Thanks for the quick reply and I shall get back on this shortly!!
Cheers,
Andy
---------- Post updated 02-10-11 at 11:36 AM ---------- Previous update was 02-09-11 at 06:24 PM ----------
Ok, following is what worked for me after MUCH required help from Franklin!!
I used the same script provided by Franklin to get my URLs filtered -
PHP Code:
sed -n 's!.*service=\(http://[^/]*/[^/]*/\).*!\1!p' file
However, I still haven't tested the script part provided by Franklin yet and I will post the output later.

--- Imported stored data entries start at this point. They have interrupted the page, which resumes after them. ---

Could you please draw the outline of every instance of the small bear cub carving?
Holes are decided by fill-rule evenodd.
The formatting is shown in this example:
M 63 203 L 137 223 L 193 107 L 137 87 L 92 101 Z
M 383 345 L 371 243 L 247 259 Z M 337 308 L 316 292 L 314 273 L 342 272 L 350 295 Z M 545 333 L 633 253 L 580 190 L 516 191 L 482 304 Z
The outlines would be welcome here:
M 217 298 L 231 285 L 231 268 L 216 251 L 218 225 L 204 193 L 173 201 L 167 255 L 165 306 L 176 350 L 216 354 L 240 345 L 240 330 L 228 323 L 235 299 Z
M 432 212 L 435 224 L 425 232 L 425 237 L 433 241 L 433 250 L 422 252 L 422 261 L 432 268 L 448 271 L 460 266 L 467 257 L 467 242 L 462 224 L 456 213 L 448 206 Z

Another problem I faced while trying to filter output received after using Franklin's script was I had few URLs with BIG strings with special characters and had to use following to get rid of them. (To get rid of &, ? and ' ' basically AND have them sorted)
PHP Code:
cat old.file | awk -F \& '{print $1}' | awk -F \? '{print $1}' |awk -F ' ' '{print $1}'| sort -u > output.txt
One more problem I have is while trying to remove duplicate lines, I need to treat lower and upper cases in URLs carefully as below -
For following duplicate lines, I need to have only two URLs since currently they are all being treated as UNIQUE URLs.
(note: Separate IPs don't matter since I am only concerned with lower and upper case letters)
PHP Code:
56.555.72.69/crm_ababcdves/
81.745.42.59/CRM_Ababcdves/
38.475.62.19/squitv3/
92.625.42.89/Squitv3/
37.288.30.12/cview/
63.598.30.89/Cview/
85.048.30.52/CView/
So final output should be -
PHP Code:
56.555.72.69/crm_ababcdves/
38.475.62.19/squitv3/
37.288.30.12/cview/
Now if someone can help me with this, that would be really great since I am a newbie on these things so far though getting better since past few days.
Cheers,
Andy